Member of Parliament, Rajya Sabha
- In office 3 April 2000 – 2 April 2006
- Constituency: Gujarat

Member of Parliament, Lok Sabha
- In office 31 December 1984 – 13 October 1999
- Preceded by: Motibhai Chaudhary
- Succeeded by: Atmaram Maganbhai Patel
- Constituency: Mehsana

Member of Legislative Assembly, Gujarat
- In office 1975–1984
- Preceded by: Constituency Established
- Succeeded by: Naresh Kumar Raval
- Constituency: Vijapur

Personal details
- Born: 1 July 1931 (age 94) Vadu, Mehsana district, Gujarat, India
- Party: Bharatiya Janata Party
- Spouse: Divaben A. Patel ​(m. 1945)​

= A. K. Patel =

Indian politician

Amrutlal Kalidas Patel (born 1 July 1931) is an Indian politician and physician.
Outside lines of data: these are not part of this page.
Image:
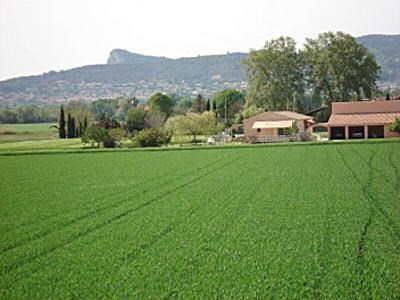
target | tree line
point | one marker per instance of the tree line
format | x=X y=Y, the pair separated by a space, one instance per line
x=331 y=67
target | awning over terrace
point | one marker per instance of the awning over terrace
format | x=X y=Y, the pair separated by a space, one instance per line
x=272 y=124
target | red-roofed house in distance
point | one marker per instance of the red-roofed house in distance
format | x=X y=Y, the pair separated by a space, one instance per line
x=270 y=126
x=363 y=119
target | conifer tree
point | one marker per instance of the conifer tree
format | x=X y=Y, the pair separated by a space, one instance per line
x=70 y=133
x=80 y=129
x=73 y=129
x=61 y=124
x=84 y=124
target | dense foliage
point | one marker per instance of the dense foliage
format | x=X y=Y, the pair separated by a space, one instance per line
x=275 y=75
x=333 y=67
x=306 y=222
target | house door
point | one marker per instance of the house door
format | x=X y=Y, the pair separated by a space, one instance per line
x=375 y=132
x=337 y=133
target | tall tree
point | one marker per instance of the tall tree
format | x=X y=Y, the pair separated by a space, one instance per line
x=70 y=132
x=228 y=103
x=135 y=120
x=214 y=107
x=73 y=127
x=275 y=74
x=61 y=124
x=160 y=103
x=199 y=104
x=338 y=68
x=85 y=123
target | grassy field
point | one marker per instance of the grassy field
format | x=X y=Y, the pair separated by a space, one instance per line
x=24 y=132
x=310 y=221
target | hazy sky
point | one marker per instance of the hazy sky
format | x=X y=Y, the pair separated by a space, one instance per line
x=41 y=35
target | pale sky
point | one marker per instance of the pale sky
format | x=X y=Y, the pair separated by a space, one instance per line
x=37 y=36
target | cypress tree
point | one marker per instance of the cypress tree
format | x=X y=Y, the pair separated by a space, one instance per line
x=80 y=129
x=85 y=124
x=69 y=126
x=73 y=129
x=61 y=124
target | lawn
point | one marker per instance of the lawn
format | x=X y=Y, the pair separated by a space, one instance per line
x=308 y=221
x=22 y=132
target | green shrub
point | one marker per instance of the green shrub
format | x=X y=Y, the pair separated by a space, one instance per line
x=151 y=138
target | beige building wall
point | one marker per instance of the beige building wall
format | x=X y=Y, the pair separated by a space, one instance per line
x=388 y=133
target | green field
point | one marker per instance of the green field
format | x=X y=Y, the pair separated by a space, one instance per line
x=293 y=221
x=24 y=132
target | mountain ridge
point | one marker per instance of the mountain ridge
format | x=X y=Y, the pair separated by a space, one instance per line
x=134 y=74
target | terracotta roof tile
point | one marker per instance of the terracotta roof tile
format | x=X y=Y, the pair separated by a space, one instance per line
x=362 y=119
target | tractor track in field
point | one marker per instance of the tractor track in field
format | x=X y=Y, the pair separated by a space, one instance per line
x=395 y=168
x=326 y=248
x=362 y=239
x=99 y=210
x=204 y=247
x=111 y=193
x=372 y=200
x=105 y=223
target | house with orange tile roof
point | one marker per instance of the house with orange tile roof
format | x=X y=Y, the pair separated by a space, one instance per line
x=270 y=126
x=363 y=119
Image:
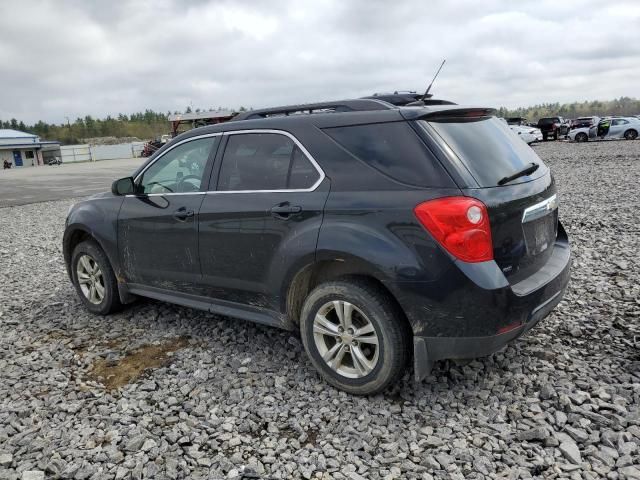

He is a former union minister of state in Government of India. He served as Minister of State for Chemicals and Fertilisers in Atal Bihari Vajpayee's government from 1998 to 1999. He was a senior leader of Gujarat Bharatiya Janata Party. He represented Mehsana constituency in the Lok Sabha from 1984 to 1999.

==Early life==
A. K. Patel was born on 1 July 1931 in Vadu (now in Mehsana district, Gujarat, India). His social roots and family belong to Betalis Kadva Patel Samaj, Kalol, Gandhinagar district of Gujarat.

He completed MBBS from B. J. Medical College, Ahmedabad. He practiced medicine in Vijapur for many years.

==Political career==
A doctor by profession, Patel entered politics and served as a member of Gujarat Assembly from 1975 to 1984.

===Member of Gujarat Legislative Assembly===
He was elected as a MLA (Dhara Sabhya) from Vijapur seat from 1975 to 1984 in the Gujarat Legislative Assembly (Gujarat Vidhan Sabha) for two terms. He was elected as an independent in 1975. He joined BJP when it was founded in 1980.

===Member of Parliament===
Patel was elected as a Member of Parliament from Mehsana five times. He was elected to the 8th Lok Sabha in 1984, the 9th 1989, 10th in 1991, 11th in 1996 and 12th in 1998. He was also elected to the Rajya Sabha for Gujarat from 3 April 2000 to 2 April 2006.

He was one of the two earliest BJP MPs in Lok Sabha.

===Political offices===
Patel served as Minister of State for Chemicals and Fertilisers, Government of India in 1998.

==Social and educational work==
Patel provided leadership to various organizations surrounding Vijapur District- Mehsana. He was one of pioneers to start Pilvai College under management of Uttar-Purva Gujarat Uchcha Kelvani Mandal (society promoting education in local area) in 1960 along with Ramchandra Amin, Chagan Bha Patel, Gangaram Raval and Motibhai Chaudhary.

He served as Managing Trustee of S.R.S.T. General Hospital, Vijapur; Asha Education Trust; Girls College, Vijapur; and Trustee, St. Joseph Public School, Vijapur.